- Born: Richard Maurice Elliott 3 November 1887 Lowell, Massachusetts, United States
- Died: 6 May 1969 (aged 81) Minneapolis, Minnesota
- Education: Harvard University
- Scientific career
- Fields: Psychology
- Workplaces: University of Minnesota
- Doctoral advisor: Hugo Münsterberg
- Doctoral students: Starke R. Hathaway

= Richard M. Elliott =

American psychologist

Richard Maurice "Mike" Elliott (November 3, 1887 – May 6, 1969) was an American psychologist who served as the departmental chair of the University of Minnesota Psychology Department from 1919 until 1951.

==Biography==
Elliott was born in Lowell, Massachusetts. He received his Bachelor's degree from Dartmouth College and in 1910 went on to graduate school at Harvard University where he was advised by Hugo Münsterberg and influenced by Robert Yerkes. During World War I, Elliott conducted mental testing under the command of Donald G. Paterson.

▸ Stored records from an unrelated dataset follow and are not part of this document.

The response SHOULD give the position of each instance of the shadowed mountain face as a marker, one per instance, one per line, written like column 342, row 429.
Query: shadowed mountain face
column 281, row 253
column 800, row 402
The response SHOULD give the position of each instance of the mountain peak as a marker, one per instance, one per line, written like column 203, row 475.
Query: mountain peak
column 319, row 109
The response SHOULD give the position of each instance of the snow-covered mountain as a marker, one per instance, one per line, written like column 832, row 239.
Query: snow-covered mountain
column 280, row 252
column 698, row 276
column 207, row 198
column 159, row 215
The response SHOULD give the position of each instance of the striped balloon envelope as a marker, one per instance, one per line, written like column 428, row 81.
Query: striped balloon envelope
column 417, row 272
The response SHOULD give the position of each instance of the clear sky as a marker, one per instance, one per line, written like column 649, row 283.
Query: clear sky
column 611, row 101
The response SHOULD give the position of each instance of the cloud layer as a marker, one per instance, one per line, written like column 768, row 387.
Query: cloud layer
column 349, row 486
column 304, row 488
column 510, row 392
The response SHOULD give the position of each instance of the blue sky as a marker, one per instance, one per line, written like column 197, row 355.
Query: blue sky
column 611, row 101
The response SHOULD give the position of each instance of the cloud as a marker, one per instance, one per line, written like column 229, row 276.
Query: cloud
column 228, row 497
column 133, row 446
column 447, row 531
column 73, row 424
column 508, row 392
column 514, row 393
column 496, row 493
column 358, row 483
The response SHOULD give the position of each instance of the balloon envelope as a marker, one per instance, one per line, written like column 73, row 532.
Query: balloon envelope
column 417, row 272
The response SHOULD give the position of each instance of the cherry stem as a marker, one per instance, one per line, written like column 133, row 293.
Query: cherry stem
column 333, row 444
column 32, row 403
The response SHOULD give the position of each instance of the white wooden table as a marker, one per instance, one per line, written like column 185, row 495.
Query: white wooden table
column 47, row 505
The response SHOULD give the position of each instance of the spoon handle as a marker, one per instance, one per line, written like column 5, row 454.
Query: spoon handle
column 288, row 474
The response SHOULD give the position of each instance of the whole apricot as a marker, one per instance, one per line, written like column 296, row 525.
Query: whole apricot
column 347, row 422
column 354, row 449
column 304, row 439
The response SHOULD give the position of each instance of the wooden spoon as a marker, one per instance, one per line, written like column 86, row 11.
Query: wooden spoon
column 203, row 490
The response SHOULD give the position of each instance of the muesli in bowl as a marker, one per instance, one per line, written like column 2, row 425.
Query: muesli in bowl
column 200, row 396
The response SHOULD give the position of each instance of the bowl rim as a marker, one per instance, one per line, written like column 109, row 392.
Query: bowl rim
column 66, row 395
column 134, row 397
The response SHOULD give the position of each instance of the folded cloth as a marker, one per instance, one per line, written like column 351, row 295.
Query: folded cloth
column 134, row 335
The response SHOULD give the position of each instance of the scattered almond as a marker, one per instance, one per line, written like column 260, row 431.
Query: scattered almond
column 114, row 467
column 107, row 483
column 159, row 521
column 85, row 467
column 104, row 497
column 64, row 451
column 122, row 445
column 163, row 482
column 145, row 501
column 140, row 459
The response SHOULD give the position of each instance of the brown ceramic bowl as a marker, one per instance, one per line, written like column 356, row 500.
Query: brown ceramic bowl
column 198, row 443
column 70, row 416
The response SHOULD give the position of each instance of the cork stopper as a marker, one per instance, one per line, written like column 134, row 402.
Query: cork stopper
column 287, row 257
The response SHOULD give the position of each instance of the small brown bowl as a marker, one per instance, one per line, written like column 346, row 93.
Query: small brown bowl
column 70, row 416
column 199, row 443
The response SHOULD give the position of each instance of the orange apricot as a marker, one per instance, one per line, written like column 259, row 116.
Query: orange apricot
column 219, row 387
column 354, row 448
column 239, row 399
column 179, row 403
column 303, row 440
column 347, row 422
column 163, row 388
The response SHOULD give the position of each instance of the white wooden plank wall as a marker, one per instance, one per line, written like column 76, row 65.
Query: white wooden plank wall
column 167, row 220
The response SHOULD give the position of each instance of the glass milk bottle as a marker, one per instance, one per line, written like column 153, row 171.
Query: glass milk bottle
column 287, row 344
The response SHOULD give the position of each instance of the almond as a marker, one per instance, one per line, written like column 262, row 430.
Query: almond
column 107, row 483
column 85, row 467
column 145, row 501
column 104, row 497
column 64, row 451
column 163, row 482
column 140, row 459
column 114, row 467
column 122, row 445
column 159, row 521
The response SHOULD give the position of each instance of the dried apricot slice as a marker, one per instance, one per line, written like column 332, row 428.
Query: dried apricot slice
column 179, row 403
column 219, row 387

Elliott arrived to chair the new University of Minnesota Psychology Department in 1919.

Elliott was credited with building the Minnesota psychology department into a world-class institution, recruiting eminent psychologists including Karl Lashley, B. F. Skinner, Starke R. Hathaway, Paul Meehl, and Donald G. Paterson during his 32-year term as chair of the department.

Elliot Hall, the Psychology building at the University of Minnesota, is named after Elliot.